Por meio de instrumentos já validados, ele observou nos componentes do grupo mudanças de comportamentos, como maior espontaneidade, criatividade, espírito de cooperação, empatia, mais disponibilidade de ajuda os pares, autoconsciência e produtividade. Particularmente chamou a atenção, a busca de valores não ligados à autopromoção, comprovados quantitativamente por meios estatísticos, mas também qualitativamente pela observação. Todas as comprovações foram estabelecidas comparando dados e observações colhidas junto aos participantes do grupo estudado e aos demais alunos dos cursos de filosofia e teologia que não participaram das intervenções.
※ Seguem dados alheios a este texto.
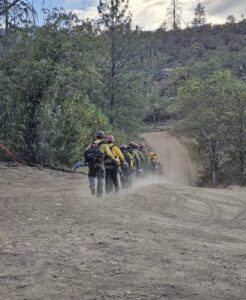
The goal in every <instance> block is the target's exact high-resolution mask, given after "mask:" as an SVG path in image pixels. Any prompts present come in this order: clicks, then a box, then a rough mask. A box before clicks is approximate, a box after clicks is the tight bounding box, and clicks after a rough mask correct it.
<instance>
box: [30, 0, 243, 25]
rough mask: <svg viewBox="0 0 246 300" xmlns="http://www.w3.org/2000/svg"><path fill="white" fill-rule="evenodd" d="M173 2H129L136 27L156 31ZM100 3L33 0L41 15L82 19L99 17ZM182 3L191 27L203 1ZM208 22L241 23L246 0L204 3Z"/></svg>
mask: <svg viewBox="0 0 246 300" xmlns="http://www.w3.org/2000/svg"><path fill="white" fill-rule="evenodd" d="M170 1H171V0H129V8H130V10H131V12H132V16H133V24H134V25H139V26H140V27H141V28H142V29H143V30H155V29H157V28H159V27H160V25H161V24H162V23H163V21H164V20H166V19H167V16H166V15H167V8H168V6H169V3H170ZM98 2H99V1H98V0H33V3H34V6H35V8H36V9H37V11H38V12H39V16H40V17H39V19H40V22H41V20H42V15H41V13H40V11H41V8H42V7H43V6H44V7H45V8H49V9H51V8H53V7H58V8H59V7H63V8H64V9H65V10H66V11H73V12H75V13H77V14H78V15H79V16H80V17H81V18H82V17H85V18H87V17H88V18H92V19H96V18H98V13H97V5H98ZM180 2H181V3H182V25H183V27H185V26H187V25H190V23H191V21H192V18H193V16H194V8H195V7H196V5H197V3H198V2H199V0H180ZM201 2H202V3H203V4H204V5H205V12H206V18H207V23H212V24H220V23H225V22H226V18H227V16H229V15H234V16H235V17H237V19H238V20H240V19H241V15H242V14H243V15H244V16H245V17H246V0H204V1H201Z"/></svg>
Para o pesquisador o grande diferencial da pesquisa é o de ter mostrado que a intervenção pode ser utilizada com sucesso mesmo em jovens adultos, pois esses procedimentos são muito mais fáceis e comuns de serem empregados em crianças ou pré-adolescentes e os poucos relatos com adultos em geral não revelaram bons resultados.
Ele defende que, por meio da prática pedagógica que utiliza, o educador pode contribuir para o desenvolvimento da competência moral. Para a construção da autonomia moral é preciso que as relações entre o professor e os alunos sejam fundamentadas no respeito mútuo, na reciprocidade e na cooperação. É necessário também que os alunos tenham oportunidade de desenvolver a auto regulação, o respeito às regras negociáveis estabelecidas conjuntamente com colegas e educadores, como também às da instituição educacional, que não são negociáveis. Trata-se, pois, de uma educação que valoriza a iniciativa, a responsabilidade, a escolha, a tomada de decisões, a disciplina e as sanções por reciprocidade.